Há gente que anda em busca dessas respostas a vida toda. Espero que isso a mim não me aconteça. Quero saber que morri mas que soube para o que vivi. Quero morrer velhinha, rodeada de netos, que me chamem de Avó Laura. Quero que me amem, como eu os amarei e lhes darei presentes e atenção. Atenção de avó. Quando temos todo o tempo do mundo. Quando não temos já que lutar por nada, pois sentimo-nos satisfeitos e felizes com a vida. Quero dormir abraçada a alguém que me ame. Quero viver com alguém ao meu lado, alguém esse que seja bom, que seja amigo, que me acompanhe durante o resto da vida, nesse percurso silencioso que é o envelhecer.
Todos sabemos que a vida não é assim tão linear. Desejar esses fins, talvez seja o auge da felicidade, para alguns. Mas as coisas não são como se quer. Quando se pensa que tudo está bem, quando o chão se sente por baixo dos nossos pés e transmite segurança, é quando por vezes se abre um precipício e tudo o que parecia estar certo torna-se errado. Não há certezas. É tudo o que podes compreender. Mesmo a própria certeza é incerta. Tudo na vida são dilemas. São teorias que não passam disso mesmo: de teorias. Que podem dar certo, até vir alguém demonstrar o quanto estavam erradas e assim sucessivamente.
Por mais que penses que estejas correcta, por mais que sintas que ages com preceito, pode haver sempre algo que te faz recuar. Que te diz que estás mal. Mesmo quando a tua consciência nada diz de errado, há sempre alguém que se pode magoar, há sempre alguma coisa que se pode partir ou destruir. Por mais que se viva, certezas e verdadeiras realidades nunca existirão. Disso podes ter a certeza dentro da incerteza.
O interessante da vida, embora muitas vezes se torne dramático é viver na incerteza. A inexactidão do futuro. É disso que tens medo. De não teres o poder para que as coisas dêem certo. Para que nada dê errado. Para que tudo dê certo.

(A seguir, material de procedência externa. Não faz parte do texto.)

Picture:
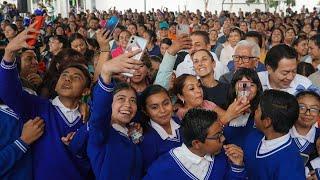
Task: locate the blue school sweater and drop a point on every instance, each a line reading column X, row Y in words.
column 237, row 135
column 169, row 167
column 154, row 146
column 282, row 163
column 51, row 158
column 112, row 154
column 15, row 155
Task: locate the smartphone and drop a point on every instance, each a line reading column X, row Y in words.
column 182, row 29
column 39, row 22
column 112, row 24
column 135, row 43
column 243, row 90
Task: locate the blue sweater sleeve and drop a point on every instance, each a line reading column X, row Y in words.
column 78, row 145
column 11, row 92
column 99, row 124
column 10, row 154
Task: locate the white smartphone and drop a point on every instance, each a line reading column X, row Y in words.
column 135, row 43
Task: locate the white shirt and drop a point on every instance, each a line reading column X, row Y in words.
column 163, row 134
column 198, row 166
column 186, row 67
column 71, row 115
column 309, row 137
column 270, row 145
column 298, row 80
column 226, row 54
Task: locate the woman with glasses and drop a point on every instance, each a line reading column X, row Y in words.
column 245, row 87
column 304, row 131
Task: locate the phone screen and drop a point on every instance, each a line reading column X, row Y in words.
column 112, row 24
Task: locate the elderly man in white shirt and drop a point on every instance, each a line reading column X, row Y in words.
column 200, row 40
column 281, row 74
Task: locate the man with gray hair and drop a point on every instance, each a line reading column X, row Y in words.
column 246, row 55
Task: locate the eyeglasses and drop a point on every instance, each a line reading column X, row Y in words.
column 245, row 59
column 217, row 136
column 313, row 111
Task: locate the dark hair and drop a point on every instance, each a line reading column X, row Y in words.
column 178, row 85
column 281, row 107
column 237, row 30
column 82, row 68
column 299, row 39
column 153, row 36
column 204, row 50
column 123, row 86
column 251, row 75
column 166, row 41
column 255, row 34
column 75, row 36
column 281, row 32
column 308, row 93
column 203, row 34
column 277, row 53
column 149, row 91
column 14, row 27
column 316, row 39
column 195, row 125
column 305, row 69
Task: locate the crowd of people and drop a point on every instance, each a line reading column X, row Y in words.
column 232, row 96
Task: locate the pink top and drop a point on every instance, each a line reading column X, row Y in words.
column 207, row 105
column 117, row 52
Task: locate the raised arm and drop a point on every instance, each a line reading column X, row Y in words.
column 169, row 59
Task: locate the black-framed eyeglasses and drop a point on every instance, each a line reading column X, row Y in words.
column 245, row 59
column 313, row 111
column 218, row 136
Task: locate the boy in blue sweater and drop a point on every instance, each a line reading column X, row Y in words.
column 51, row 158
column 272, row 153
column 200, row 157
column 15, row 138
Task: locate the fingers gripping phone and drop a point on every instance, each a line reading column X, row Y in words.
column 243, row 90
column 112, row 24
column 135, row 43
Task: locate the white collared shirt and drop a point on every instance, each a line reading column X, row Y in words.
column 298, row 80
column 71, row 115
column 120, row 129
column 186, row 67
column 198, row 166
column 270, row 145
column 303, row 139
column 163, row 134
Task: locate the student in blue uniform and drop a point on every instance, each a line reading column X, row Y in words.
column 161, row 130
column 15, row 141
column 239, row 127
column 51, row 158
column 304, row 132
column 112, row 153
column 272, row 153
column 200, row 157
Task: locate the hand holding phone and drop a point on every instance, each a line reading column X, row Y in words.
column 39, row 20
column 135, row 43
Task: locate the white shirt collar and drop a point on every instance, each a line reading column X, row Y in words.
column 71, row 115
column 120, row 129
column 308, row 137
column 163, row 134
column 199, row 167
column 270, row 145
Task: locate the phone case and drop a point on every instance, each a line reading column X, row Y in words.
column 112, row 24
column 39, row 22
column 135, row 43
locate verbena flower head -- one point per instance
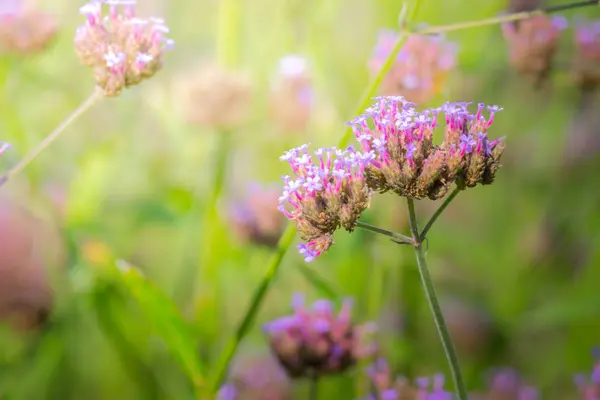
(326, 191)
(255, 218)
(420, 69)
(388, 388)
(507, 384)
(589, 384)
(586, 67)
(24, 30)
(121, 48)
(315, 341)
(215, 97)
(403, 158)
(533, 43)
(291, 96)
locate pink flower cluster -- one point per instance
(315, 342)
(121, 48)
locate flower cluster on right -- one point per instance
(398, 155)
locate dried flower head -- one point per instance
(586, 68)
(404, 160)
(420, 69)
(315, 342)
(121, 48)
(589, 385)
(291, 94)
(326, 193)
(256, 218)
(24, 30)
(215, 97)
(257, 378)
(533, 43)
(388, 388)
(507, 384)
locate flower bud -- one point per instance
(256, 219)
(290, 100)
(122, 49)
(328, 192)
(420, 69)
(406, 161)
(215, 97)
(316, 342)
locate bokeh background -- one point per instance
(516, 263)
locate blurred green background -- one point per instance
(516, 263)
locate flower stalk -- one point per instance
(434, 305)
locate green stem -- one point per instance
(504, 18)
(314, 388)
(259, 295)
(396, 237)
(288, 237)
(438, 317)
(48, 140)
(437, 213)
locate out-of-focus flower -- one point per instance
(215, 97)
(28, 246)
(507, 384)
(470, 328)
(256, 218)
(586, 68)
(227, 392)
(326, 193)
(24, 30)
(122, 49)
(291, 94)
(315, 342)
(404, 160)
(257, 378)
(420, 69)
(589, 384)
(533, 43)
(388, 388)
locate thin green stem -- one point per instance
(259, 295)
(438, 316)
(437, 213)
(368, 94)
(396, 237)
(48, 140)
(288, 237)
(503, 18)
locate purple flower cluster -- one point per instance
(589, 384)
(507, 384)
(587, 59)
(315, 342)
(420, 69)
(328, 191)
(388, 388)
(403, 158)
(121, 48)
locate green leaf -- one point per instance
(163, 314)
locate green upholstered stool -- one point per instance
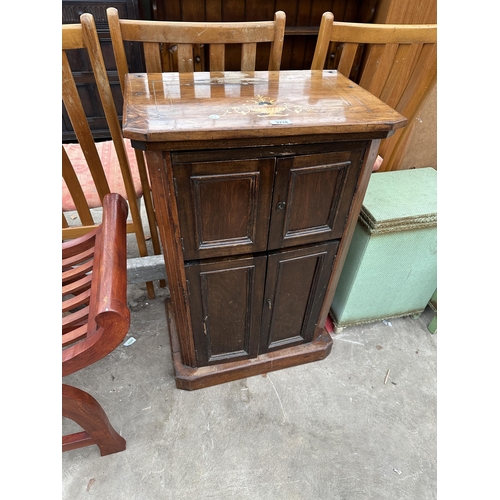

Oh, que ilusão a tua, minha menina. Ainda hoje leste no jornal uma frase que te fez pensar “grande paradoxo: o homem moderno imergiu no prazer, e no entanto é infeliz”. Como é verdade. Como resume aquilo que pensas, aquilo que sentes. Tens, ou pensas que tens, tudo aquilo que queres mas no fim, sentes-te infeliz. O paradoxo da idade moderna. Cada vez mais o homem tem todo o prazer que o mundo lhe consegue dar, mas a sua insatisfação é plena.
Uma travessia...por vezes fácil, outras vezes difícil. Um deserto, onde se tenta desesperadamente encontrar um oásis para ai permanecer, pelo menos na triste ilusão de ser feliz.